Hikikomori olgusunun arkasında birçok sosyokültürel etken yatıyor:
- Yoğun akademik ve iş baskısı
- Aile içi iletişimsizlik
- Toplumsal başarısızlık korkusu
- Sosyal kaygı ve utangaçlık
- Japon toplumunda bireyselliğin bastırılması
Bu etkenler bir araya geldiğinde, kişi zamanla kendini geri çeker, dış dünyayı tehlikeli ya da gereksiz görmeye başlar.

TEKNOLOJİ VE DİJİTAL İZOLASYON
İnternet, video oyunları ve sosyal medya gibi dijital araçlar da hikikomori yaşam tarzını destekliyor.
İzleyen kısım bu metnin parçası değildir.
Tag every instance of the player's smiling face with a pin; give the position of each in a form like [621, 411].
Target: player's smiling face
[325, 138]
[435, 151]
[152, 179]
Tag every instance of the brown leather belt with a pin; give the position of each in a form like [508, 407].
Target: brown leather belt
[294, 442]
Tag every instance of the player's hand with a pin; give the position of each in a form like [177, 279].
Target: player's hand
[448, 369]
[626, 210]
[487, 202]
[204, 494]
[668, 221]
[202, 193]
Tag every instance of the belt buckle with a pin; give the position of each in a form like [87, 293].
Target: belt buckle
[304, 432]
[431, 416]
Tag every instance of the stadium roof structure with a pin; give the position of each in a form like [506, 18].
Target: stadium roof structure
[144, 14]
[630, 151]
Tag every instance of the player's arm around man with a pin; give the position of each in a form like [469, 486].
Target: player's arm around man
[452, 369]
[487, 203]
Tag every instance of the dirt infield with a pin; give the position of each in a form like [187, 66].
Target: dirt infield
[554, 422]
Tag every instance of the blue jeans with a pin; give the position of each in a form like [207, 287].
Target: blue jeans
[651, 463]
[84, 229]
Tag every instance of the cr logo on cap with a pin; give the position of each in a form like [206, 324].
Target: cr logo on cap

Online alışveriş, sanal arkadaşlıklar ve uzaktan çalışma imkânı, fiziksel olarak dışarı çıkmadan yaşamayı mümkün hale getiriyor.
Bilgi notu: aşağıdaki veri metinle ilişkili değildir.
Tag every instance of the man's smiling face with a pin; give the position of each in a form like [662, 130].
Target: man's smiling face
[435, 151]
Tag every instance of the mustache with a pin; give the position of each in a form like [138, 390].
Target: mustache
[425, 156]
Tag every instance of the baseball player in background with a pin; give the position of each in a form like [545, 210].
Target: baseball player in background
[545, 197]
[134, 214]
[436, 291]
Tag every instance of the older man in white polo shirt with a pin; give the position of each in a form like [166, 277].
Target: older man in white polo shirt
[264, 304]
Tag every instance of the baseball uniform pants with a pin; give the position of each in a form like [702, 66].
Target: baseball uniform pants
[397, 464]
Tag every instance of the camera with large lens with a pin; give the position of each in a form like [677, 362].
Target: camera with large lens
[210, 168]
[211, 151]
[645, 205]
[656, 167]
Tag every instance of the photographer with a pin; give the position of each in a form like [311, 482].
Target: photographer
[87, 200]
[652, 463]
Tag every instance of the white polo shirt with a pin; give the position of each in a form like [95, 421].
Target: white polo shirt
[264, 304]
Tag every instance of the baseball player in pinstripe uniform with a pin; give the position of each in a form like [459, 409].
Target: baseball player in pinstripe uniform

DEVLET VE AİLELER NE YAPIYOR?
Japon hükümeti, hikikomori bireylerin topluma yeniden kazandırılması için destek programları başlattı. Ailelere yönelik rehberlik hizmetleri, ev ziyaretleri yapan sosyal görevliler ve psikolojik destek sunan merkezler açıldı. Ancak toplumsal damgalama ve bireylerin gönülsüzlüğü bu süreçleri zorlaştırıyor.